The Adventure of Life

I am seated with Christ in heavenly places.

It has never been different. How could it? Does not the bible clearly tell us that what goes up had to come down first?

I am God’s child, and I learned from Jesus that we are one, just like he and the father are one.

There never was any separation.

Let me tell you a story. My story. I am not sure that this is what happened, as parts of it are quite foggy and I more intuit them than know.

I live in the father’s house as his child. We are a happy family. One day, the father told us about this adventure called human life that could help us grow into maturity, and I was excited.

We would have to leave home, or at least it would feel and look like leaving to us. We would take on another form. Actually, we would take on form in the first place.

The place we lived in was obviously different from the place we would go to, but then this new place would be contained within and we would be safe, even though we would not feel safe all the time.

O, that was something else we would have to adjust to: time. Within that new home, things would happen in sequence, and the measurement of this sequence would be called time.

It was this concept of time that would allow for growth. We heard that we would start small, dependent on others that seemingly had started the journey earlier. We knew that this was not possible, but there, it would look like it. Some would be parents of others, gateways for us to change environment, and help us in our first years to adjust and thrive.

The father also told us that we would never fully leave home with him, though we would not be aware of it. We would have to believe it. Our awareness and capability for complex thought would be limited, but ever growing, and since our parents would teach us, the children would slowly over generations become more aware than their parents. With setbacks, but in principle, a forward journey.

We had to ask: what are limitations? Father told us that we would have a beginning. It would be the moment that we were born into this new reality. 

But we would also have an end when it was time to come back home. We learned that limitations therefore were passings. But there was more to it. 

Our new form would not be capable of so many things that we were used to here, and we would experience totally new stuff as well, like needing space, language, air. But he always told us that we would learn all that was necessary.

In the beginning, we would forget, and soon, we would have buried our last faint memories of home, but he would never leave us alone. He told us that many would write down their memories whenever they remembered a glimpse and, from their limited perspective, help others remember. There would be stories and books about those memories, about interactions of our two homes, about experiences in the liminal space. They would sound fantastic and otherworldly, but deep within would make perfect sense.
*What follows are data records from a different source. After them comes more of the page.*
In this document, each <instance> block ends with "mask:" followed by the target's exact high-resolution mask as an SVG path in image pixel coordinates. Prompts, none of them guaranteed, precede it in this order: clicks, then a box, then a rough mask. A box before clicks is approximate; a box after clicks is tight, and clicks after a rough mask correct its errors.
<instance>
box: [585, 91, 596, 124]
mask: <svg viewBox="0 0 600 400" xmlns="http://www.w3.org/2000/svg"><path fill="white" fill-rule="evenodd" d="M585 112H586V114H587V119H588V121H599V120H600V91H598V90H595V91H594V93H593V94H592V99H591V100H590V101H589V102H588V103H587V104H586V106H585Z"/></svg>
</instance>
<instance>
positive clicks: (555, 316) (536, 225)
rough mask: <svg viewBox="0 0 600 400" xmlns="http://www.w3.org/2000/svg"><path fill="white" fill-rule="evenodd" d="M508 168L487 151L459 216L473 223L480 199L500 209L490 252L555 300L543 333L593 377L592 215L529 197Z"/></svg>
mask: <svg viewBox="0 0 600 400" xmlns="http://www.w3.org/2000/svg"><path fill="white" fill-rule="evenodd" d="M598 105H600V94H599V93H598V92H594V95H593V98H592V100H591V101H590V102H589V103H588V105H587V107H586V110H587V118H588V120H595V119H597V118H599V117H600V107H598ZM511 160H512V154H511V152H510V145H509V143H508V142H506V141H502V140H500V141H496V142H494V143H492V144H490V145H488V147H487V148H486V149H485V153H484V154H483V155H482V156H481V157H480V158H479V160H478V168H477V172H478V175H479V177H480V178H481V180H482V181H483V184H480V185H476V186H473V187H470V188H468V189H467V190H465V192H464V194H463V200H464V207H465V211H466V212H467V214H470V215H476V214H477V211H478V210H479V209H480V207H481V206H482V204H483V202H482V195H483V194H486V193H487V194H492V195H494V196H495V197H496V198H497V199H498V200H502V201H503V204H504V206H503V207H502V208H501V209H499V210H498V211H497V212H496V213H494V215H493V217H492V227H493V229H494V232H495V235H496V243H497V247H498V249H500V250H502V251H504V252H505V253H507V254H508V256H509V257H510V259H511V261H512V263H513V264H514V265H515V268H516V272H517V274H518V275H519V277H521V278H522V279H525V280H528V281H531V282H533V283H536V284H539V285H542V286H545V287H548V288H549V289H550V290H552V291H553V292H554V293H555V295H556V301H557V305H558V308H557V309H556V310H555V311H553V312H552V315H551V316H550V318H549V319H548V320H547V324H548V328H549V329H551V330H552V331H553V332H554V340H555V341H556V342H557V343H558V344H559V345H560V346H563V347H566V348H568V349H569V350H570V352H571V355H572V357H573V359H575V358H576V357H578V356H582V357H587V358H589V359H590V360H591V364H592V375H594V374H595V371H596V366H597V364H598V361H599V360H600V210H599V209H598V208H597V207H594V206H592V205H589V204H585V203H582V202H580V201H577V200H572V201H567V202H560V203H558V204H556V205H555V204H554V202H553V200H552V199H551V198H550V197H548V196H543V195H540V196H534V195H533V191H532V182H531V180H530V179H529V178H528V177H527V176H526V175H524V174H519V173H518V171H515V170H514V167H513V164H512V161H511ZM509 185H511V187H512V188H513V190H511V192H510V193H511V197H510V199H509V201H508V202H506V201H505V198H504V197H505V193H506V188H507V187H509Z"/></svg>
And if we gave in to them, even our limited thinking would learn to make sense of and live according to them.

At home, we never change. Since there is no time, no space, no limitations, we are unable to grow or vanish. We just are. Not that it is boring, quite the contrary. This individuated unity, this being different yet one is the most satisfying that one can imagine.

Why leave it then? To undertake the ultimate adventure of growing up, to become the father in an even deeper sense, well, to become. It does not need any other words. We wanted to become.

And as father limits himself by making space for this adventure he himself becomes.

Even Jesus, the firstborn, undertook this journey, mainly to give us a living example. He radically lived the plan and calling he had been assigned, even if that meant that he, in the eyes of the others, had to prematurely and violently have his adventure end at the hands of others.

This actually shocked us. We would learn to take advantage of others and even influence and end their adventure. We would do terrible things and explore the darkest pits of the universe, as the new home was called, namely our own hearts. But we would also learn to love and care and be there for each other. We would grow.

Here, we all are one. We could be as well called I, and one of our names is “I am”, and then Elohim. Both we and I in one. So I can have as many adventures as I want to, experiencing the loneliness of a separated I looking for the lost we, but also experiencing the we individuating towards that I. Some of our adventures will be experienced simultaneously, and some seemingly thousands of years apart. But all in all, our awareness will grow. We will become. I will become.